Un leader motivazionale (Valerio Mastandrea sulla scia del Tom Cruise di Magnolia) che sprona gli altri ma non è più in grado di aiutare se stresso, una poliziotta dal passato tormentato (Margherita Buy), una ex ginnasta eterna seconda finita sulla sedia a rotelle dopo una caduta (Sara Serraiocco) e un adolescente sovrappeso (Gabriele Cristini) sfruttato dai genitori come fenomeno del web.
Ad apparire improvvisamente a questi uomini e donne sospesi nel tempo ecco un raccattatore di anime (Toni Servillo) che forse ne conosce già il percorso avendolo percorso tempo prima.
Dovrà riuscire nell’intento di tornare a farli innamorare di nuovo della vita attraverso una serie di incontri e prospettive rovesciate che forse daranno il loro frutto. Almeno per chi non è uguale a lui.

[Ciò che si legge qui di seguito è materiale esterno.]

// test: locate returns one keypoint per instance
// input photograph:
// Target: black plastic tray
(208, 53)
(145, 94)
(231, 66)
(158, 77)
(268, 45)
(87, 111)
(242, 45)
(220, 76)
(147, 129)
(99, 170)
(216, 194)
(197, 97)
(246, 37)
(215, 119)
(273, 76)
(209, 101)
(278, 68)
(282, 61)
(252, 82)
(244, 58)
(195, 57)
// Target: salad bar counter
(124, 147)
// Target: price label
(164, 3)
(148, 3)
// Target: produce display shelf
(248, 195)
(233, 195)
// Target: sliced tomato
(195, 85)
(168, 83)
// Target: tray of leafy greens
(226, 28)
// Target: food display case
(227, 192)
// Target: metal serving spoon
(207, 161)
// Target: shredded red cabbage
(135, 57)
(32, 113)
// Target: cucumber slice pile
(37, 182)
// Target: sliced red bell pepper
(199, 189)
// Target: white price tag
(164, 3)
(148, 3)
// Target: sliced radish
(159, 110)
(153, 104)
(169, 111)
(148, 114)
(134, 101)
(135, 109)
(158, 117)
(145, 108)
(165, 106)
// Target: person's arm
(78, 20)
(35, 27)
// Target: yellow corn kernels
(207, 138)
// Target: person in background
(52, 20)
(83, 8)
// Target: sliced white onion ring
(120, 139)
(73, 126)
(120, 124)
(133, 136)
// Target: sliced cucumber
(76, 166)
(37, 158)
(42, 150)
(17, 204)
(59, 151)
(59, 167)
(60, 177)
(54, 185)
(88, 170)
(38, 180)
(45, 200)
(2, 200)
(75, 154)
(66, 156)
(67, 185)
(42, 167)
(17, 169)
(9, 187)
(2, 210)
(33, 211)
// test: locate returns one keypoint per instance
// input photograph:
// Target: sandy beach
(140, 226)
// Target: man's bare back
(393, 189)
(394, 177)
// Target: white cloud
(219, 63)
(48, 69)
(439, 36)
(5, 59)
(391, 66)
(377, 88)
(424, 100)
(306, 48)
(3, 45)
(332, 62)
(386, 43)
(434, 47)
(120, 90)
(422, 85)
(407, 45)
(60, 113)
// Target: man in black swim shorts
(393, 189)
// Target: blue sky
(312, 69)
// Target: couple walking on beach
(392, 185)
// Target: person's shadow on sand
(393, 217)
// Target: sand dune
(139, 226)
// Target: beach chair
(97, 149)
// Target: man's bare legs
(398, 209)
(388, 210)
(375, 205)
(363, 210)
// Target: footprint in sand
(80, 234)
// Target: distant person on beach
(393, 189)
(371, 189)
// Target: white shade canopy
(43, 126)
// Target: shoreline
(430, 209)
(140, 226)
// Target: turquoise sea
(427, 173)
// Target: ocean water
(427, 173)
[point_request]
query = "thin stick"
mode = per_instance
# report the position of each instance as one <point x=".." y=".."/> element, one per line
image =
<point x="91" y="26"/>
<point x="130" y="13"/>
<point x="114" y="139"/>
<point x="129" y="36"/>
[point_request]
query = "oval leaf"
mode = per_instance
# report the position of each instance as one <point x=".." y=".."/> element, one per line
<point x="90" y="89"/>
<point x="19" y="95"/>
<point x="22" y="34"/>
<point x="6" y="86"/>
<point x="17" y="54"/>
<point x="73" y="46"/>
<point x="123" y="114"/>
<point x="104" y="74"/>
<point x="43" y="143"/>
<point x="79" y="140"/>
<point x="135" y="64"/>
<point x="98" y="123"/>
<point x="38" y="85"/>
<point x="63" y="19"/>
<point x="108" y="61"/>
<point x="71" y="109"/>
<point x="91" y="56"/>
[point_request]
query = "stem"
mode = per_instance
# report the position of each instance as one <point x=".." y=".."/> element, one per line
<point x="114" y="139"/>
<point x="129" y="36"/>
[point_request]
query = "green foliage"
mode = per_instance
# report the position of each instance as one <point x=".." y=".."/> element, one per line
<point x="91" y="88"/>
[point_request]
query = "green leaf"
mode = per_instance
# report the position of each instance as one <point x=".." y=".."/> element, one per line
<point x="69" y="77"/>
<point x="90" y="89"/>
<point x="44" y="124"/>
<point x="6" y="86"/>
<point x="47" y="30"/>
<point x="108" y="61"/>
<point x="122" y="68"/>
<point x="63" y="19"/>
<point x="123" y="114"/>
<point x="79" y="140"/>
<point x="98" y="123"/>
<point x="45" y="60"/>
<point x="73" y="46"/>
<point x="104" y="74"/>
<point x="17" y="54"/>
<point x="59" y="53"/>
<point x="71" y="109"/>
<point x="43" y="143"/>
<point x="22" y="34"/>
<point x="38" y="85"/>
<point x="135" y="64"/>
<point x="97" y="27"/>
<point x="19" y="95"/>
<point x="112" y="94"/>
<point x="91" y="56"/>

Metafisico ed astratto, almeno nelle intenzioni, il nuovo film di Genovese (ambientato a Roma rispetto alla New York del libro e scritto a otto mani dal regista di Perfetti sconosciuti con Paolo Costella, Rolando Ravello e Isabella Aguilar) mette in campo una serie di interrogativi filosofici (Si può morire due volte? Come dare un senso al dolore senza dimenticare chi abbiamo amato?) tra libero arbitrio e nostalgia di felicità che purtroppo non si fa mai cinema vissuto.
Catatonico per movimenti e stile di recitazione (non bastano la bella confezione e qualche insistita ripresa dall’alto a dare apertura al film), Il primo giorno della mia vita passa così in rassegna le vicissitudini di uomini e donne- unici e allo stesso tempo sostituibili- che scopriranno il valore della relatività.
Tra musica jazz e Se mi lasci non vale di Julio Iglesias, giochi di ruolo nella vecchia Volvo e voglie di caffè al profumo di rinascita, barboni che fanno gli addominali e un vecchio cinema abbandonato che proietta il futuro dei quattro suicidi, il film di Genovese è infarcito di predicozzi retorici e moralismi piuttosto che di dialoghi di vita vissuta in un corto circuito emotivo che finisce per annoiare più che per spingere all’immedesimazione.
Un po’ come succedeva in The Place (2017) dello stesso Genovese- dove allo stesso tavolo di un ristorante compariva un uomo misterioso pronto ad esaudire i desideri di otto visitatori in cambio dello svolgimento di un compito- e del quale questo Il primo giorno della mia vita sembra quasi l’altra faccia.